Tadeu questiona a validade de um modelo que coloca a responsabilidade da verificação nas mãos dos usuários, sem mecanismos robustos para garantir a qualidade da informação. “Você precisa ter uma verificação entre pares, independentemente do uso de tecnologia ou não, para poder testar a veracidade e a qualidade daquele conteúdo”, afirma.
O especialista traça um paralelo com o fracasso do modelo de “estado mínimo” na economia americana, que culminou na crise financeira de 2008. Ele teme que a falta de regulamentação no ambiente digital, combinada com o poder das grandes empresas de tecnologia, represente um risco para a democracia e para a economia. “Estamos criando um ambiente no qual as empresas cada vez mais fazem investimentos no uso dessas tecnologias”, explica ele. “O dado acaba sendo dessas empresas. E o que a gente tem: uma capacidade gigantesca dessas organizações de influenciar comportamento tanto da economia quanto de decisões políticas.”
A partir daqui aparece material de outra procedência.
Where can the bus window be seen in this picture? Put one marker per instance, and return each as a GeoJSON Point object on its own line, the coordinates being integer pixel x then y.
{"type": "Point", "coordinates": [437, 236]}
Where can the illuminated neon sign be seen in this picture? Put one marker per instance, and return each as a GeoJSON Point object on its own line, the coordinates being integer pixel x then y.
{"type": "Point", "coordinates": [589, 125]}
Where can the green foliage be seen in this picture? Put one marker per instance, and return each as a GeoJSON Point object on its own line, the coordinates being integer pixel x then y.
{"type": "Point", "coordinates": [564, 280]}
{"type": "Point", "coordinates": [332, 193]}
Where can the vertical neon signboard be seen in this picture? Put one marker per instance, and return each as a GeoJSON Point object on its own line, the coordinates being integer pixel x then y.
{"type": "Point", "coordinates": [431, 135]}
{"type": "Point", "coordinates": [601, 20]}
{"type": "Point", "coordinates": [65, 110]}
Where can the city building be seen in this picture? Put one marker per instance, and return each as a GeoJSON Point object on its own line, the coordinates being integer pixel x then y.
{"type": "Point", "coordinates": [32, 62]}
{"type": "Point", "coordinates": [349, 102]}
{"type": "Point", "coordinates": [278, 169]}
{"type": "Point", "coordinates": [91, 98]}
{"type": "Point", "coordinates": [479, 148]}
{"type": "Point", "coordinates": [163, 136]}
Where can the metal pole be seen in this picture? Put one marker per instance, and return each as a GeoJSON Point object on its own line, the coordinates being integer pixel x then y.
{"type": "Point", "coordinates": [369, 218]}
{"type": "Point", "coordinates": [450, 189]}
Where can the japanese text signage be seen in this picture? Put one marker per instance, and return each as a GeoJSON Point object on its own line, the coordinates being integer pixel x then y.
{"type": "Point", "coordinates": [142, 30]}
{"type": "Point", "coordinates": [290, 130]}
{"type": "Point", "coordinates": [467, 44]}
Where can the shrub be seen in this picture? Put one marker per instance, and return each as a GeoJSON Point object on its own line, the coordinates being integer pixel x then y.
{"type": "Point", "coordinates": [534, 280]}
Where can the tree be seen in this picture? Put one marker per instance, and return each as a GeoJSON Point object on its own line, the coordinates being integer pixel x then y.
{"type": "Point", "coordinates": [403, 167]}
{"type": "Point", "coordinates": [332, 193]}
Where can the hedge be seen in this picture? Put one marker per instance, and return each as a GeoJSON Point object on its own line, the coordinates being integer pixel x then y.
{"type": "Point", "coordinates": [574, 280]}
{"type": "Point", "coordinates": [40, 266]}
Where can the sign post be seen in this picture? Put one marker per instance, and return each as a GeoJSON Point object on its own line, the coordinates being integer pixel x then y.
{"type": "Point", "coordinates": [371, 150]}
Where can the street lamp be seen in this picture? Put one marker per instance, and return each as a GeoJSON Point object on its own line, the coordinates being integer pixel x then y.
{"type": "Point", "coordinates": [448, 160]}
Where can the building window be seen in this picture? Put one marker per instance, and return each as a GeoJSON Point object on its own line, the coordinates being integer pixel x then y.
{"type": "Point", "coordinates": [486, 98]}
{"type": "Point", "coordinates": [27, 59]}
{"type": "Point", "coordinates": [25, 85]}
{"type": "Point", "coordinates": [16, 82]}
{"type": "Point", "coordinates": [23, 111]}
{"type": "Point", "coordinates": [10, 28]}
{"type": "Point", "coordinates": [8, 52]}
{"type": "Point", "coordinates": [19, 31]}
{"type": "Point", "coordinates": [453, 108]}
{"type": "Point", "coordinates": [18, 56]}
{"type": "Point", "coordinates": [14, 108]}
A decisão da Meta, portanto, levanta sérias preocupações sobre o futuro da informação online. A busca por maior liberdade de expressão, embora legítima, não pode se sobrepor à necessidade de combater a desinformação e garantir a qualidade do debate público. A ausência de mecanismos eficazes de verificação de fatos, combinada com o poder crescente das grandes empresas de tecnologia, pode ter consequências negativas para a democracia e para a sociedade como um todo.